CVE-2023-54230

Vulnerability

Description

CVE-2023-54230 is a refcount leak vulnerability in the Linux kernel's AMBA bus driver. The commit 5de1540b7bc4 ("drivers/amba: create devices from device tree") introduced a code path that increases the reference count of the device tree node (of_node) but fails to decrement it in the amba_device_release function [1]. This oversight causes the reference count to remain elevated after the device is released, resulting in a memory leak of the device tree node object.

Exploitation

The vulnerability is triggered during the lifecycle of AMBA devices that are created from device tree entries. As these devices are added and removed, each time an AMBA device associated with a device tree node is released without properly putting the node, the reference count increments without a corresponding decrement. An attacker cannot directly trigger this from userspace without prerequisites, as the leak occurs through normal kernel device management; however, any system that dynamically adds/removes AMBA devices or uses device tree overlays could accumulate the leak over time.

Impact

A successful exploitation would result in a gradual exhaustion of kernel memory due to the unreleased device tree node objects.
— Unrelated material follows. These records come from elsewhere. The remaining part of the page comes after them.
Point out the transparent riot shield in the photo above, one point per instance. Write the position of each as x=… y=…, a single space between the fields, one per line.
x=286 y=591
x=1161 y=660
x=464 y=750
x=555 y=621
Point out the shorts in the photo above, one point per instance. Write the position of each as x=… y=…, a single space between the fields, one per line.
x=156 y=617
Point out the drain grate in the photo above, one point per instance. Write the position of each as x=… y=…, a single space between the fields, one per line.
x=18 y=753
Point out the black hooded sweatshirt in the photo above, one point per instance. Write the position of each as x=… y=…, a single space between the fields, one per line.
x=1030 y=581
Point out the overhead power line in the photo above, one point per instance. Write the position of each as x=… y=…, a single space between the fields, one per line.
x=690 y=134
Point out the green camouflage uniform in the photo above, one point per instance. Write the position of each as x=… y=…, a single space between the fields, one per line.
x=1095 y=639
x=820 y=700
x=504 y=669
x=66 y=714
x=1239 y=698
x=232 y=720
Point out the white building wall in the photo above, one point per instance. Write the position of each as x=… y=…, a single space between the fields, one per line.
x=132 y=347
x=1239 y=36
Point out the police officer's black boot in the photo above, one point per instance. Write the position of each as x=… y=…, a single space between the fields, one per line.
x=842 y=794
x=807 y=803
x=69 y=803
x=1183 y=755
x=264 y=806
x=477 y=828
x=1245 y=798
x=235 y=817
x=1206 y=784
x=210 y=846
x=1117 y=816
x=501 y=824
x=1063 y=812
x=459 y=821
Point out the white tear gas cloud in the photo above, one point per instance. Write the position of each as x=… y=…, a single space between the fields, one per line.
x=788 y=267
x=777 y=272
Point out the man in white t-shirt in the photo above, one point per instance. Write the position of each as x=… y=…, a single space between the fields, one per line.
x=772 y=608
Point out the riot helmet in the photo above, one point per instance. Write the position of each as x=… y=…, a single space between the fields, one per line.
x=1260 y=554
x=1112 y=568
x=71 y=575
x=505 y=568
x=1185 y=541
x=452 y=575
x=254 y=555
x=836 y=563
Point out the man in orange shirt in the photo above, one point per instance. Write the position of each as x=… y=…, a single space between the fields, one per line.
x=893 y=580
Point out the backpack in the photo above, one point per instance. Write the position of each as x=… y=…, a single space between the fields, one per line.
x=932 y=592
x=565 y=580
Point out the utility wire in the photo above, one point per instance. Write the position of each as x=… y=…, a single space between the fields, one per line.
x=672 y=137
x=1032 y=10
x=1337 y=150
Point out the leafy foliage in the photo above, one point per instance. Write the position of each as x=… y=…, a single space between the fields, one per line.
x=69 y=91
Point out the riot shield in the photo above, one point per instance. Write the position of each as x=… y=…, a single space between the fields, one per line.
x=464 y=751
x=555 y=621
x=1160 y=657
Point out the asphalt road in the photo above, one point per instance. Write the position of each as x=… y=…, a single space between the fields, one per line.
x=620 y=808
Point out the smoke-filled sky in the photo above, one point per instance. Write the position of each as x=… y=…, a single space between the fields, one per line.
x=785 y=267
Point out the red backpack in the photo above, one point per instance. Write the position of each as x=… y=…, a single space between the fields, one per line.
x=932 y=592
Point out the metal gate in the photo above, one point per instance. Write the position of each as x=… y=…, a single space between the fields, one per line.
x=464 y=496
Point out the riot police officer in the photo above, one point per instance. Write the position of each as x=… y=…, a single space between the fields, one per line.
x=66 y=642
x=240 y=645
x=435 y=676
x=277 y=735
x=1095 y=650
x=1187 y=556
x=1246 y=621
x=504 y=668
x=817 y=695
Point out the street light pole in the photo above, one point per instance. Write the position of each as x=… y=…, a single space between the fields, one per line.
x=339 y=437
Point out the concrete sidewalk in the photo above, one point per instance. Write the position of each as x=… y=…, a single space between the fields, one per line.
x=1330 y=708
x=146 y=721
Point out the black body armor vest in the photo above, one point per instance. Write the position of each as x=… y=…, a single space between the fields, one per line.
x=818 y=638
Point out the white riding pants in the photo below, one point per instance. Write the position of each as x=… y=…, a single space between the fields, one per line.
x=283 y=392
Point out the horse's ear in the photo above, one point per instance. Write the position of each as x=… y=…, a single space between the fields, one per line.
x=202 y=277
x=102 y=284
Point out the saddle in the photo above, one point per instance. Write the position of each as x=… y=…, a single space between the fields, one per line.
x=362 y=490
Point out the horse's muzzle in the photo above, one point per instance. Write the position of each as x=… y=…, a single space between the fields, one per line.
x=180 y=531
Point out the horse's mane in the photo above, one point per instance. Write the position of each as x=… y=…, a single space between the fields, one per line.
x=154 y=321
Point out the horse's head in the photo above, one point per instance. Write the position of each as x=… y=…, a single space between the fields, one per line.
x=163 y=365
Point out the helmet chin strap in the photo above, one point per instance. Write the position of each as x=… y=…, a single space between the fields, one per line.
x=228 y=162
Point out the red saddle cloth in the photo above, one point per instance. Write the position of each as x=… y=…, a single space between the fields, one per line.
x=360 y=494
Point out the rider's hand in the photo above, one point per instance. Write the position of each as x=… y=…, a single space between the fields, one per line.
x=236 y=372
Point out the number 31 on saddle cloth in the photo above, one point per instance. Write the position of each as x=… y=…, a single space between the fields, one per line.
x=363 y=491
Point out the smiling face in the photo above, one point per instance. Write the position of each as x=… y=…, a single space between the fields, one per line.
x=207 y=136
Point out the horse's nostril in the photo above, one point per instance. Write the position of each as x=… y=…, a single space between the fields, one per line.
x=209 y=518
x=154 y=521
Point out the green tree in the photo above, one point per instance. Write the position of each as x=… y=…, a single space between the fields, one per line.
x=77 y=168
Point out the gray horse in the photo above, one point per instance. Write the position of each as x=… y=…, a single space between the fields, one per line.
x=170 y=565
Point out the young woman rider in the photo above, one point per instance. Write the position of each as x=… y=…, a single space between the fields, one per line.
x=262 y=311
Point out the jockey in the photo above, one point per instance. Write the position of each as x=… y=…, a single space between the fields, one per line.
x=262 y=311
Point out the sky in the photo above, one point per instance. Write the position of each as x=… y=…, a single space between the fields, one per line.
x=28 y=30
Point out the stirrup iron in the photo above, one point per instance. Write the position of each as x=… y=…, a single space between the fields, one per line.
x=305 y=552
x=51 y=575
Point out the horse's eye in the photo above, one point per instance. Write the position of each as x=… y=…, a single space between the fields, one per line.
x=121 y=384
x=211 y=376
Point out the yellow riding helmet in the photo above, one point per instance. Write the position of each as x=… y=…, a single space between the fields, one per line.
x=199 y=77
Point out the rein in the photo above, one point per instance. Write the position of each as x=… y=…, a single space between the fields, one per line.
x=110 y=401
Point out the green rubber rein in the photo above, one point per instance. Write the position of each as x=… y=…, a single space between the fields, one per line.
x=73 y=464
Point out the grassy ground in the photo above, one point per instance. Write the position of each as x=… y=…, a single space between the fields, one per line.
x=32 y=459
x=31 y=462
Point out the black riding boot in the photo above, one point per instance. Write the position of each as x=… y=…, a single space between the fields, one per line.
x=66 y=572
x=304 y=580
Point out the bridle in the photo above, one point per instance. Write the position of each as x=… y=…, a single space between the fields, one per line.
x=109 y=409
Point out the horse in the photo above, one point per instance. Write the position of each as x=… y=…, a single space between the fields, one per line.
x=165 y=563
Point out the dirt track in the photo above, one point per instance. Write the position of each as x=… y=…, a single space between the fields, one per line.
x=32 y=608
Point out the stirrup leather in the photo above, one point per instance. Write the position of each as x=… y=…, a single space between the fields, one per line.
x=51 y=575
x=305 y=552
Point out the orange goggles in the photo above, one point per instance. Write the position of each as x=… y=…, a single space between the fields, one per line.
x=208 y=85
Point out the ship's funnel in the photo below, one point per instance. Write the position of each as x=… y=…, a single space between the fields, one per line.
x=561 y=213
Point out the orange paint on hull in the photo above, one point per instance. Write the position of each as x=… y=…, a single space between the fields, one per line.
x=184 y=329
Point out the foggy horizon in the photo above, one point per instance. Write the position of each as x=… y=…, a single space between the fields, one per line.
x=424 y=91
Over an extended period of system uptime and repeated device hotplug operations, this could lead to denial of service (DoS) via memory exhaustion. The impact is limited to availability, with no evidence of privilege escalation or information disclosure. The vulnerability does not require special privileges to be triggered, as it arises from normal kernel operations.

Mitigation

The fix has been applied in upstream stable kernel commits [1][2][3][4], which add a call to of_node_put in amba_device_release to properly balance the reference count. Users are advised to update to a kernel version containing these commits or apply the respective stable backports. No workaround is available, and the issue does not appear on the CISA KEV list.